Rising fuel costs remain a critical issue for Nigerians, with conversations around the nation’s oil and gas sector sparking widespread debate. In a recent discussion hosted by New Central’s flagship programme, A Place at the Table, industry experts dissected key issues ranging from subsidy removal to refinery operations, offering insights into the challenges and possible solutions.
The chat featured prominent voices, including journalist David Hundeyin, Kelvin Ayabafye of Dairy Mills, and Olajumoke Ajayi, Managing Director of Asharami Energy Limited. They highlighted systemic failures, government policies, and operational inefficiencies that have exacerbated Nigeria’s fuel woes.
Subsidy Removal and Its Ripple Effects
The removal of fuel subsidies by the government has been a contentious issue, with critics arguing that the decision was poorly timed and lacked a viable framework for economic cushioning. “The president is the reason why we are here. He came on board with bad policies,” noted legal practitioner and activist Deji Adeyanju during the chat. He pointed out that fuel prices have skyrocketed from ₦157 to over ₦1,000 per litre, driving inflation and increasing the cost of living.
David Hundeyin added that the subsidy removal has exposed the inefficiencies in Nigeria’s oil and gas sector, particularly its reliance on imported Premium Motor Spirit (PMS). “We are giving away Nigeria’s crude oil in exchange for PMS of questionable quality,” he said, calling the practice unsustainable and harmful to the economy.
Port Harcourt Refinery: Refining or Blending?
The Port Harcourt refinery has been at the centre of the debate, with government officials claiming it is operational. However, experts cast doubt on these assertions. Kelvin Ayabafye explained that the facility lacks the necessary infrastructure to refine PMS.
“The refinery operates as a blending plant rather than a full-scale refinery,” he said, pointing out that critical components, such as a crude distillation unit and catalytic reformers, are absent. He also questioned the source of crude oil feedstock, given that the pipeline connecting the refinery to the Bonny River Terminal has been out of service since 2019.
This discrepancy, he argued, underscores the government’s struggle to maintain transparency. “If the Port Harcourt refinery were truly refining, there would be evidence in the form of petroleum gases, which are natural by-products of PMS refining,” Ayabafye added.
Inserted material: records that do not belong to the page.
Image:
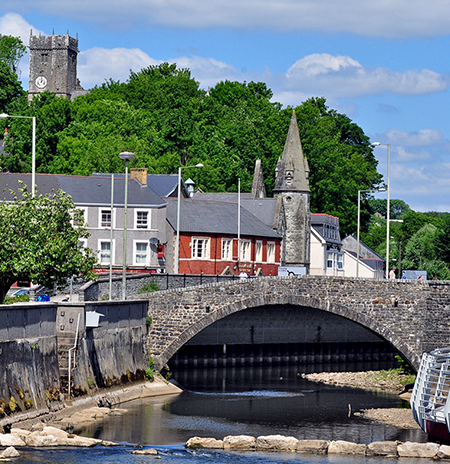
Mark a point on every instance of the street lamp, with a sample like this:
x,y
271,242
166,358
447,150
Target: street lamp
x,y
388,212
33,148
382,189
126,156
177,246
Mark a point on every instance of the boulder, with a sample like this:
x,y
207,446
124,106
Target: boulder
x,y
35,439
239,442
146,452
312,446
205,443
11,440
9,452
382,448
346,447
81,442
276,443
443,452
417,450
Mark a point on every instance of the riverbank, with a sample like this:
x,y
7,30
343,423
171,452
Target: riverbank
x,y
92,407
388,381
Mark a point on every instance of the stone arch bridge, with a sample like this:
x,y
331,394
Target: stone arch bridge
x,y
413,316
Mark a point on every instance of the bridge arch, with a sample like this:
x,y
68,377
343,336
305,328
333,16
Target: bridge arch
x,y
248,297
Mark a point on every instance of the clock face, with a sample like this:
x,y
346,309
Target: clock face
x,y
41,82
Dangote Refinery: A Benchmark for Efficiency
The recently commissioned Dangote Refinery has emerged as a shining example of what Nigeria’s refining sector could achieve with proper investment and management. Unlike the Port Harcourt refinery, Dangote’s facility has successfully begun operations, producing high-quality PMS and other petroleum products for domestic and international markets.
“Dangote doesn’t need to prove he’s refining; the quality of his products speaks for itself,” Ayabafye remarked, contrasting this with the government’s efforts to validate Port Harcourt’s functionality.
Way Forward
The panel concluded that Nigeria’s oil and gas sector requires urgent reforms, including greater accountability, investments in infrastructure, and diversification of energy sources. Olajumoke Ajayi, representing the upstream sector, emphasised the need for a holistic approach to address systemic issues.
“Without a functional framework, we are merely plugging holes in a sinking ship,” she said.
As Nigerians continue to grapple with soaring fuel prices and economic uncertainty, the call for transparency and efficiency in the oil and gas sector grows louder. Whether these conversations will translate into tangible change remains to be seen, but one thing is clear: the status quo is no longer sustainable.